There are many of important topics associated with ankle fractures (Figure 1). One important topic is the classification of ankle fractures. There are two common classifications used for ankle fractures; the Weber Classification and the Lauge-Hansen Classification.
The Weber Classification organizes the fractures of the ankle according to the level of the fibular fracture (Figure 2). Type A is a fracture that occurs below the level of the syndesmosis. This fracture is rarely unstable and is not normally associated with a syndesmotic injury. Type B is a common fracture that occurs at the level of the syndesmosis; this fracture could be unstable. Type C fracture occurs above the level of the syndesmosis and is usually unstable. A type C fracture with a deltoid ligament injury will most likely require syndesmotic screws because the syndesmosis will be unstable. The higher the fracture level, the more likely it will need syndesmotic screws.

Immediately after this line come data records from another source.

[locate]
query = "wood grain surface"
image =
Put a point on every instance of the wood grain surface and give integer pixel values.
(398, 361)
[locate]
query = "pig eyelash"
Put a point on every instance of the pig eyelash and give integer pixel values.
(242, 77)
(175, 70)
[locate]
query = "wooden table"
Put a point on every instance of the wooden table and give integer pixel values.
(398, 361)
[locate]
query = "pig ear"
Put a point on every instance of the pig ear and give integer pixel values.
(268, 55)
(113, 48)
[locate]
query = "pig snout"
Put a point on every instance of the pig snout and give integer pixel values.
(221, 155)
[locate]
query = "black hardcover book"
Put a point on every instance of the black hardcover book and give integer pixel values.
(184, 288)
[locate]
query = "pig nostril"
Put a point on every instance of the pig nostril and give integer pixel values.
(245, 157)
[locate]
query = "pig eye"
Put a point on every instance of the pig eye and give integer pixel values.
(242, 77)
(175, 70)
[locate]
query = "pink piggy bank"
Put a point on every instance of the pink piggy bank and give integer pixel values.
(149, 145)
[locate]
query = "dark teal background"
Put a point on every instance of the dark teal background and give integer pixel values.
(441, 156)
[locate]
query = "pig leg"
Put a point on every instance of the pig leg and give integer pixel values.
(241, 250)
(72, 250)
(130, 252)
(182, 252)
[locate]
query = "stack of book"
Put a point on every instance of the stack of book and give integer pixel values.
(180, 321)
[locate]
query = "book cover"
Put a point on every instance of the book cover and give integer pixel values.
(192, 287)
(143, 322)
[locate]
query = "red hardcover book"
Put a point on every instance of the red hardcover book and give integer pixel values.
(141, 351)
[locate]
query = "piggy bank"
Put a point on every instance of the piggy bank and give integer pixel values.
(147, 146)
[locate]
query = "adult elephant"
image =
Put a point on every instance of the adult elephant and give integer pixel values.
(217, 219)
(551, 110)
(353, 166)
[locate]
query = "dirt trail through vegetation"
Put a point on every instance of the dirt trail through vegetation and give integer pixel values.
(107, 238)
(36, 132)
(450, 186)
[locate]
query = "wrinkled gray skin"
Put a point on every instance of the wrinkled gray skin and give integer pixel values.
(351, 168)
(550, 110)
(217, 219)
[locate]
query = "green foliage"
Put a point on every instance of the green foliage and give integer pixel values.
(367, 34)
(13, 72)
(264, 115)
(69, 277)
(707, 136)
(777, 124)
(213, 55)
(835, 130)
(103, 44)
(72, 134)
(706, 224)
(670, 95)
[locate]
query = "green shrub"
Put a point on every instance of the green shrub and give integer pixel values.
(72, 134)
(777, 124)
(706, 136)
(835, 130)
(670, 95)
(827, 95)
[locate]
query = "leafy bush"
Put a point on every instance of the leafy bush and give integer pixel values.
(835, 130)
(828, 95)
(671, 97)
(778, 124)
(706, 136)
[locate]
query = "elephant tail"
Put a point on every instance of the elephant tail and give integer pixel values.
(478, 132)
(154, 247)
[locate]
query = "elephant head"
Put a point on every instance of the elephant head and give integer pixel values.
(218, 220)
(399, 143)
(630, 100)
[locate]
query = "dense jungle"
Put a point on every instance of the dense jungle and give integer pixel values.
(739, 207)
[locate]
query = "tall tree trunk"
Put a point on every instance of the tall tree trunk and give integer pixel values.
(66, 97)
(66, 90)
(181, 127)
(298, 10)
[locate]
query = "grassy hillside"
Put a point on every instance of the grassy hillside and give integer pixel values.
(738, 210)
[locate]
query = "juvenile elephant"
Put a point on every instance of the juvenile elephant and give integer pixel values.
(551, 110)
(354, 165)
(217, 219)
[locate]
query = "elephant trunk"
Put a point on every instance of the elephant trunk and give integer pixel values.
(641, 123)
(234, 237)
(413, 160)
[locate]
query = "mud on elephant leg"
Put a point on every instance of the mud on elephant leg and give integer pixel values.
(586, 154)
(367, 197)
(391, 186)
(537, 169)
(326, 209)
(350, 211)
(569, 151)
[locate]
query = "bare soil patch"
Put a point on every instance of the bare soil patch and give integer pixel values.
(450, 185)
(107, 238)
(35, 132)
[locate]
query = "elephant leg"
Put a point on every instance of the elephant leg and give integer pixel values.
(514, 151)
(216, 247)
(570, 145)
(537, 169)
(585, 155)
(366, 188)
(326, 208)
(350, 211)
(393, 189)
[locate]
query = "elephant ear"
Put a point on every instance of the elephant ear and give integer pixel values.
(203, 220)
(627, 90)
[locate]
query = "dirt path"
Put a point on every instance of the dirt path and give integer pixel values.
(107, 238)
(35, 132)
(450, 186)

The Lauge-Hansen Classification depends on the mechanism of the injury. The mechanism is reliant on the position of the foot and the force that was applied to the foot (Figure 3). Along with supination and pronation, there is either an adduction, abduction or external rotation involved in the fracture mechanism of injury.
A supination-adduction classification is described as a vertical medial malleolus fracture associated with an injury to the talus and tibial plafond. There is movement of the talus medially and a possible anteromedial tibial plafond impaction (Figure 4). There is also a transverse fracture of the distal fibula. Treatment includes a screw parallel to the ankle joint or an anti-gliding plate. The surgeon should check for loose bodies in the joint due to a possible tibial plafond impaction. They may also need to elevate and restore the joint surface. Fixation for this injury type may need to be started medially rather than laterally (routinely done laterally first).
The supination-external rotation is the most common injury. When looking at a fracture that needs to be classified, check the fibula on the lateral x-ray. This type of fracture will be noticed on the AP view and lateral view radiographs. On the lateral x-ray, if a fibular fracture that starts anterior/inferior and moves posterior/superior, this is an example of a supination-external rotation injury. This type of injury that can give you trouble if the fibula appears to be the only bone that is fractured because you want to prove that this is a supination-external rotation injury Type 2 and not a Type 4 injury. Make sure that the physician is not missing a Type 4 fracture of the medial malleolus or injury to the deltoid ligament. This injury has four stages: anterior tibiofibular ligament, fibular fracture, posterior tibiofibular ligament, and medial malleolus or deltoid ligament (Figure 5). Injury to the deltoid ligament may not show up clearly on x-rays. A stage 2 injury alone is treated with a boot and weight bearing as tolerated, while a stage 4 injury requires surgery.
The pronation-external rotation is viewed on the lateral x-ray as a fracture that goes from anterior/superior to posterior/inferior. A fracture of the fibula is usually above the joint level (Weber Type C). This fracture has 4 stages starting medially. The fracture pattern moves in a circle similar to the supination-external rotation injury. The four stages being with medial malleolus or deltoid ligament, followed by the tibiofibular ligament, then the fibular above the syndesmosis, and lastly the posterior tibiofibular ligament (Figure 6).
A pronation-abduction injury is a fracture of the fibula that is usually transverse or comminuted (Figure 7). The fractured ankle may have injury only to the syndesmosis with nothing else appearing on the x-ray. This fracture will start medially and may cause injury to the deltoid ligament. Injury to the syndesmosis and fracture of the fibular will occur last.